MANILA (Reuters) - The Philippines was already considered among the most dangerous places in the world to be a journalist even before 27 were killed on Monday in an election-related massacre.
The National Union of Journalists has said 59 journalists had been killed in the Philippines since 2001, without counting this week’s victims. Reporters are routinely threatened, some are shot and some kidnapped.
But this week’s killings have exponentially increased risks, reporters and media analysts said on Friday. The killing of so many journalists on assignment in a single incident is difficult to imagine even in Iraq, Afghanistan or Somalia, they said.
“For years, we hid behind our press IDs (identification cards) as a shield against danger in covering conflict areas in the southern Philippines,” broadcast journalist Ed Lingao told Reuters.

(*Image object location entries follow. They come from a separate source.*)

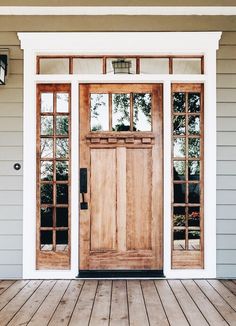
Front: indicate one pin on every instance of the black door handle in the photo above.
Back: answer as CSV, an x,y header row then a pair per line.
x,y
83,187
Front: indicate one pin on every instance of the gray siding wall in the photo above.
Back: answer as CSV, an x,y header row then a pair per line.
x,y
11,151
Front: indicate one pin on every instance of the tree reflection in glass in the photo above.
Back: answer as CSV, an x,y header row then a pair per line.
x,y
142,103
120,112
99,110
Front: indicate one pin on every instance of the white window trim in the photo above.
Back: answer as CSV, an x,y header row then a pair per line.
x,y
204,43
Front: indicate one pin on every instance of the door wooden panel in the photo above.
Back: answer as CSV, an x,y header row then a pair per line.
x,y
122,227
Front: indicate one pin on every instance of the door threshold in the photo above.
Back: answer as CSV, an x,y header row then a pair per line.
x,y
119,274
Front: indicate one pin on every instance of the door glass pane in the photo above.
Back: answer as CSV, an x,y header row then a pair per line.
x,y
46,125
46,171
46,102
120,112
142,104
99,108
154,66
62,125
179,170
62,102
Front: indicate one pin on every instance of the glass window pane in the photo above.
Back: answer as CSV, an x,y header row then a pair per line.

“But this incident has made us realize our press IDs can no longer protect us. It’s a piece of paper. It cannot stop a bullet.”
The journalists were accompanying the family of a politician to file his candidacy for next year’s elections. They were attacked by gunmen suspected to be supporters of a rival clan.

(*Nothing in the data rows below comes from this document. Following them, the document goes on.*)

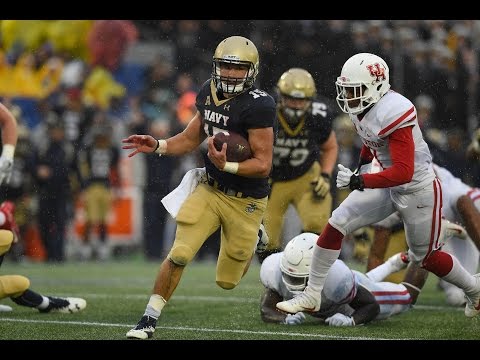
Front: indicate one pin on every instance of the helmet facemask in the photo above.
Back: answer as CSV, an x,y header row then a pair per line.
x,y
230,85
360,94
295,84
294,283
235,50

The candidate had decided against filing his nomination himself because of safety worries and had sent his wife and sisters, and the journalists, in the belief that they would be safe from attack.
Arlyn dela Cruz, a television reporter who was once kidnapped by Islamic militants, said the killings would prompt caution.
“These killings show us how vulnerable our local reporters are to rebels, private armies and warlords,” dela Cruz said, adding the massacre would have a more direct impact on provincial reporters and freelancers not protected by large organizations.
The Philippines has a free-wheeling press and usually the media is held in high regard. Even communist rebels and Muslim radical outfits routinely keep in touch with newspapers and television channels and seek to put out their point of view.
Journalists have fallen victim to local officials angered by stories uncovering corruption, and many have been killed. Several have been kidnapped by Muslim rebels in the lawless southern Philippines, but all have been freed after payments of ransom.
Corruption in the media, with underpaid journalists sometimes taking bribes to report stories, also places reporters in danger from disgruntled paymasters or rivals.
But these threats pale beside Monday’s chilling developments.
“I have never seen anything so horrific,” Vergel Santos, a media analyst and newspaper columnist, told Reuters, adding the murder of 27 journalists in a day “will send the greatest chill” to the Philippine press.
“Journalism should be defined by the environment in which it is practiced. The quality of freedom is determined by the risk that one takes in the exercise of that freedom. Where is freedom when more than 20 journalists are killed in a single day?”